Cette semaine, le syndicat des transports en commun de New York a donné un exemple pour les âges. Il a bloqué le projet du système de métro de synchroniser son horaire avec les nouvelles normes d’achalandage, avec moins de trains les jours lents et des itinéraires peu fréquentés et plus de trains sur les plus fréquentés. Le changement aurait permis d’économiser 1,5 million de dollars par an, de profiter aux usagers et de préserver les heures rémunérées des travailleurs. Mais un arbitre l’a mis de côté mardi parce que le syndicat ne pouvait pas supporter les «variations des heures de début et de fin».

« Ils ne sont pas seulement inefficaces », dit M. Howard à propos des syndicats. « Ils sont conçu pour inefficacité. »

« Ils sont conçus pour exiger qu’une nouvelle équipe de travail vienne couper une branche d’arbre parce que les personnes qui fixent les rails n’ont pas le pouvoir d’enlever une branche d’arbre. Ils sont conçus pour empêcher les superviseurs d’observer les enseignants, sauf dans des circonstances très contrôlées. Ils sont conçus pour empêcher le directeur de donner une formation supplémentaire à un enseignant. Ils sont conçus pour empêcher un superviseur d’une agence d’aller parler à un travailleur et de solliciter des idées sur la façon d’améliorer les choses.

M. Howard, 74 ans, continue d’énumérer des exemples jusqu’à ce que j’intervienne pour l’arrêter. Ils sont frais dans son esprit car ces stratagèmes sont la cible de son nouveau livre, « Not Accountable: Rethinking the Constitutionality of Public Employee Unions ».

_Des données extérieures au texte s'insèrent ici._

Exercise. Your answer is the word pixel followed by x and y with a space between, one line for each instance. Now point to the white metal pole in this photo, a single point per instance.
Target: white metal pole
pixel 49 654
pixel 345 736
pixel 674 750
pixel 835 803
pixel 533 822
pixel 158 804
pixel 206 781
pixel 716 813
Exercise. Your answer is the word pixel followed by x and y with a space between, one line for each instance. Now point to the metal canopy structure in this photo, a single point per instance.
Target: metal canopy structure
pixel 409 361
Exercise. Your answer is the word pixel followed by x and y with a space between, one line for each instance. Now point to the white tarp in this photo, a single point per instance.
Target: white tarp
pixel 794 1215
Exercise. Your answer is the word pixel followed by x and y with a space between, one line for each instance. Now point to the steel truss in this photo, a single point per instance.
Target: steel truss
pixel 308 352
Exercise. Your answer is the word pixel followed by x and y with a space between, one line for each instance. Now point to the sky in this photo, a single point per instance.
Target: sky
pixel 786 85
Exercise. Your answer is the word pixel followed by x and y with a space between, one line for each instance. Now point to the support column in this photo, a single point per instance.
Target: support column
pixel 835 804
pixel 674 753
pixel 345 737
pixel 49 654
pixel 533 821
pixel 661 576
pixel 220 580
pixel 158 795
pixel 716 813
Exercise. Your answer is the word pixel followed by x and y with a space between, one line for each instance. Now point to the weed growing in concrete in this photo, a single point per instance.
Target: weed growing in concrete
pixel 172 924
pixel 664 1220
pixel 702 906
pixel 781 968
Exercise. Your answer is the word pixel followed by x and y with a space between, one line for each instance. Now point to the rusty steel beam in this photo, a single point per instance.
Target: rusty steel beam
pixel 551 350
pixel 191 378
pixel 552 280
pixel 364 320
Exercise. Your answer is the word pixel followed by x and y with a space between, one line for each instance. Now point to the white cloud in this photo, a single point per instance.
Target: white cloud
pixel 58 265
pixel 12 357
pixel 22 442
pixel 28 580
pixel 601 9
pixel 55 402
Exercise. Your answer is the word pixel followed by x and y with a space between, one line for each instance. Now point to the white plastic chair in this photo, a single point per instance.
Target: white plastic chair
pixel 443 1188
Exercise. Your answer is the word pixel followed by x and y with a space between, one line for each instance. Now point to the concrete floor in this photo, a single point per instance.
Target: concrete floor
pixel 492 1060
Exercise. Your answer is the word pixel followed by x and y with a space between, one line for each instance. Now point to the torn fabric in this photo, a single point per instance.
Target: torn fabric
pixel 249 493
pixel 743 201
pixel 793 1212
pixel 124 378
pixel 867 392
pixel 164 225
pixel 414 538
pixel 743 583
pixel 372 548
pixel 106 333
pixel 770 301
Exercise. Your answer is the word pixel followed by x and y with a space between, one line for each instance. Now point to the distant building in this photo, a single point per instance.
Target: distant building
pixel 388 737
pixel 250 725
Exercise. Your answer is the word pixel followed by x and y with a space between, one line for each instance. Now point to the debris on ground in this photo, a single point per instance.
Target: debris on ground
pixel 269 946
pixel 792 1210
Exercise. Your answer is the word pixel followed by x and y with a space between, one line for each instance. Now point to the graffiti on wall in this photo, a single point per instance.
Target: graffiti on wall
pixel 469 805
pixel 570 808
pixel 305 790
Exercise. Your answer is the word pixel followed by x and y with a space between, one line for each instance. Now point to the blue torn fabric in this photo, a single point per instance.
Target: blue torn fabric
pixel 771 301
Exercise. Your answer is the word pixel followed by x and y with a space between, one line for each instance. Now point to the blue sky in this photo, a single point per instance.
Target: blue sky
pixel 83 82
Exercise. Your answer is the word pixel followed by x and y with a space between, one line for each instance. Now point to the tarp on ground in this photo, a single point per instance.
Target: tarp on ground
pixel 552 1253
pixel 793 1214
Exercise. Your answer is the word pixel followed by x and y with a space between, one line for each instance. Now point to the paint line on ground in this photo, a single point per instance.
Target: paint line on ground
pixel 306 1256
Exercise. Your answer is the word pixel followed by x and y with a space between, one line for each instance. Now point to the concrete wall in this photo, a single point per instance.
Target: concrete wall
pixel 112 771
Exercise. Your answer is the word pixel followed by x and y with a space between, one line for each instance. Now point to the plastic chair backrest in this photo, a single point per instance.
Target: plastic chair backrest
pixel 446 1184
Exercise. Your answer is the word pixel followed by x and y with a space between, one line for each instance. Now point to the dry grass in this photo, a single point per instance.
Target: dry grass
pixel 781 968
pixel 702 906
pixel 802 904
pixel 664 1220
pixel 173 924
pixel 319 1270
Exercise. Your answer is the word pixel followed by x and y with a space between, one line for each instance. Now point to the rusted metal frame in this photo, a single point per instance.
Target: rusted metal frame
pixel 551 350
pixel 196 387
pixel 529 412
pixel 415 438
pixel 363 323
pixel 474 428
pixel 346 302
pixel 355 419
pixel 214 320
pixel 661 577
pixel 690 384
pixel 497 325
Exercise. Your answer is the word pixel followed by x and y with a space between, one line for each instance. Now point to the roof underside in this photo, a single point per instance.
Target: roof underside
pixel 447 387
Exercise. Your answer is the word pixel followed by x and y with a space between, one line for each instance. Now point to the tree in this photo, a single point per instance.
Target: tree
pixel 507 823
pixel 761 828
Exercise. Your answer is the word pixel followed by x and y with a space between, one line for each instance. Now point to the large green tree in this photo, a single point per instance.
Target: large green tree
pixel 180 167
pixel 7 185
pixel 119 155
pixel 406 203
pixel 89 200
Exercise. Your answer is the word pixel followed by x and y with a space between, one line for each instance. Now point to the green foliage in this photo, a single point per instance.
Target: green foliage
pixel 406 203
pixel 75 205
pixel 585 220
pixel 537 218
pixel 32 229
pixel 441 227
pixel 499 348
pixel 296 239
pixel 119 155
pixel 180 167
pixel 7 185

Il pense qu’une condition préalable pour s’attaquer au problème est de rappeler aux gens à quel point il est récent. « La plupart des gens dans la politique et le gouvernement supposent que les syndicats publics sont un état de la nature », déplore-t-il. Mais alors que les travailleurs du secteur privé se sont d’abord organisés en masse dans les années 1870, les contrats syndicaux ne se sont glissés dans le gouvernement qu’au milieu du XXe siècle, car les dirigeants craignaient de perdre leur influence.

« Teddy Roosevelt, un réformateur original de la fonction publique, a créé une politique qui disait essentiellement que nous protégerons les employés publics contre politique licenciés, mais nous n’allons pas leur donner quoi que ce soit qui ressemble à un mandat. C’est une référence aux directives que Roosevelt a publiées en 1902, indiquant qu’aucune règle du travail ne pouvait empêcher le licenciement des travailleurs fédéraux.

Le prochain président Roosevelt a tenu la ligne des décennies plus tard. « FDR était fermement contre les syndicats publics », dit M. Howard. « Il a compris qu’il y avait un conflit d’intérêts inhérent à la négociation entre les fonctionnaires et le gouvernement. Ils sont censés travailler pour les gens, pas en tirer plus d’eux. C’est pourquoi deux ans après que FDR a béni les syndicats privés en signant la loi nationale sur les relations de travail, il a interdit les syndicats publics avec la même ferveur. « Le processus de négociation collective, tel qu’on l’entend habituellement, ne peut être transplanté dans la fonction publique », écrivait-il en 1937.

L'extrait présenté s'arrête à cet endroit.